Brody Dalle and her new friends step out…
Anthony Miccio: Listening to Spinnerette after reading the negative review in Pitchfork, I felt the writer missed the fun Brody Dalle was having and spent too much time sweating what “the point” was. Sadly, this track is so much the mediocre Garbage homage he warned of that I’m afraid to revisit the album.
Chuck Eddy: As an erstwhile Distillers fan circa their first two albums, I had hopes. But though on two spins the Spinnerette CD struck me as more consistent than Rancid’s simultaneously released new one, it also had fewer peaks — no songs that really necessitated hearing them again. Including this one, though relistening now, I’d say Brody does capably sail its mushy melody into the sunset. Still liked her better when she was punkier.
Martin Skidmore: She can sing better in pop terms than her past might suggest, but her voice is fairly flat, the music is a little clumsy, mechanical and formulaic, and the song goes on too long.
Alex Wisgard: It’s got a killer chorus, and a pretty neat verse; unfortunately, they don’t work together at all, leaving the song sounding incomplete, and a bit haphazard.
Michaelangelo Matos: I like how nu-Courtney is a shameless new wave hook merchant. The chorus steals the scenery so thoroughly that they lift what sounds at first like a fairly ordinary verse structure. It’s even a touch arty, which really makes it new wave, whatever its potential Modern Rock chart status.
Rodney J. Greene: The sort of mid-octane thing that tends to get confused for “dance-rock” because it has a couple of tacked-on synthesizers.
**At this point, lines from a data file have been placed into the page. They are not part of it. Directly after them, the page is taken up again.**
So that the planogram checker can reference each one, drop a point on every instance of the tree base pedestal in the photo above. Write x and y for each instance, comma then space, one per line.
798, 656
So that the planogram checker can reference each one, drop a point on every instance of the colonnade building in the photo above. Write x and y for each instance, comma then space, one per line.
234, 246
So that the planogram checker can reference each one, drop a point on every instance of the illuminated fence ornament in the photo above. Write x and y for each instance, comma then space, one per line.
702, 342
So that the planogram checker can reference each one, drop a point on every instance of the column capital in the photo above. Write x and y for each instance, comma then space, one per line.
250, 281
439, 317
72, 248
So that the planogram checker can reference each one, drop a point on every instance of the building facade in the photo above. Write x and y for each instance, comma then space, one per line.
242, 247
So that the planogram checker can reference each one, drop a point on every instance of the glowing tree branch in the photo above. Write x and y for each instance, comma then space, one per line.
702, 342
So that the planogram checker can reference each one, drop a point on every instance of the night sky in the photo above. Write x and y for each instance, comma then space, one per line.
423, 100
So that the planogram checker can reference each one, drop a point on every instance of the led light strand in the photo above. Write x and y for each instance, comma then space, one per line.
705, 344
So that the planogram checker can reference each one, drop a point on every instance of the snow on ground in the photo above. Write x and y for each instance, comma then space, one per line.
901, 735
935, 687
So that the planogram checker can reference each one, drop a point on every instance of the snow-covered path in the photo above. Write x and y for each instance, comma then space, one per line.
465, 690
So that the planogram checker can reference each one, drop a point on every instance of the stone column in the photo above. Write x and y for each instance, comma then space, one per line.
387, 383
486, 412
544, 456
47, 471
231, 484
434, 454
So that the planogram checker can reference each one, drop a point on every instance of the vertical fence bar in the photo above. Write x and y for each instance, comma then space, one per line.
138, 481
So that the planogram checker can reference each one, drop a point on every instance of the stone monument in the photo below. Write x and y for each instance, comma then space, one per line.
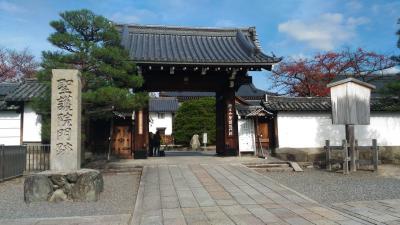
194, 142
65, 181
65, 151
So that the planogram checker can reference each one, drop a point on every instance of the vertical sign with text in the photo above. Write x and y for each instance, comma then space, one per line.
65, 120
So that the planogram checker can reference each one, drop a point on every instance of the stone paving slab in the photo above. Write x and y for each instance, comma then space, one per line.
121, 219
378, 212
225, 194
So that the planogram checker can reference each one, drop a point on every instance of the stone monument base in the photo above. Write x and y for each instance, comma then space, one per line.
56, 186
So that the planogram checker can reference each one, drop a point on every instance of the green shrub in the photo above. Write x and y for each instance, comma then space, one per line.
195, 117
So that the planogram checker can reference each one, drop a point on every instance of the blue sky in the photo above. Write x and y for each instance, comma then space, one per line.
288, 28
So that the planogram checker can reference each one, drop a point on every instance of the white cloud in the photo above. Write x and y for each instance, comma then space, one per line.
135, 16
354, 5
325, 32
10, 7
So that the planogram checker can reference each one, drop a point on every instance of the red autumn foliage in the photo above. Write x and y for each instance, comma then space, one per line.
16, 65
309, 76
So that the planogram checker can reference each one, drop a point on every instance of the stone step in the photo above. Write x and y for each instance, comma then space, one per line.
273, 169
269, 165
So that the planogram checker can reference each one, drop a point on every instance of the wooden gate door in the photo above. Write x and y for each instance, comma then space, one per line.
122, 141
263, 134
246, 135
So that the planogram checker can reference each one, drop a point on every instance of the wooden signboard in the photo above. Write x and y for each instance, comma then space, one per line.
350, 100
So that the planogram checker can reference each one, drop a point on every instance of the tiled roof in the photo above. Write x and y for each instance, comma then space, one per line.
198, 46
163, 104
26, 91
6, 88
246, 91
296, 104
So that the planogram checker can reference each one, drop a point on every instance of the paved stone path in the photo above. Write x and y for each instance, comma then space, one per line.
209, 190
224, 194
121, 219
377, 212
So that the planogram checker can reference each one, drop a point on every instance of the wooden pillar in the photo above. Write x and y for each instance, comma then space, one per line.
220, 128
226, 122
141, 130
351, 146
231, 124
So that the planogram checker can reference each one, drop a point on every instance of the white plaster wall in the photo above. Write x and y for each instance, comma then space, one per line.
32, 125
155, 122
10, 125
307, 130
310, 130
385, 127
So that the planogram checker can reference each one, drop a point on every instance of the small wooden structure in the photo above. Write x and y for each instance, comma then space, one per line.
350, 99
344, 159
Alex Ostroff: Brody and her new band sail into the sun and are born anew. It’s a tad too slick and Brody’s lost her growl, but it holds up better than your average contemporary synth-punk track.
Ian Mathers: Brody Dalle has always seemed both overly dramatic and a bit of a poseur, and adding sequenced beats to her music isn’t helping matters any. The muted roar of “Baptized By Fire” doesn’t sound dramatic, it sounds leashed, and to marry that sound with lyrics about someone stealing your life and you sailing to Bermuda in response… it’s not stirring, it’s just silly.
Alfred Soto: Is Bermuda blue like electric blue? The groove certainly is, taking that Unforgettable Fire-meets-Placebo rhythm into a phantom disco circa 2003. This is very silly stuff, but it doesn’t mean I won’t dance to it after a couple of vodka tonics.
Anthony Easton: Pretentious, overly ambitious, bizarre misuse/abuse of religious language, and baroque in ways that seem familiar, but the song crashes into me, wave upon wave, and knocks any of the cynicism out of me.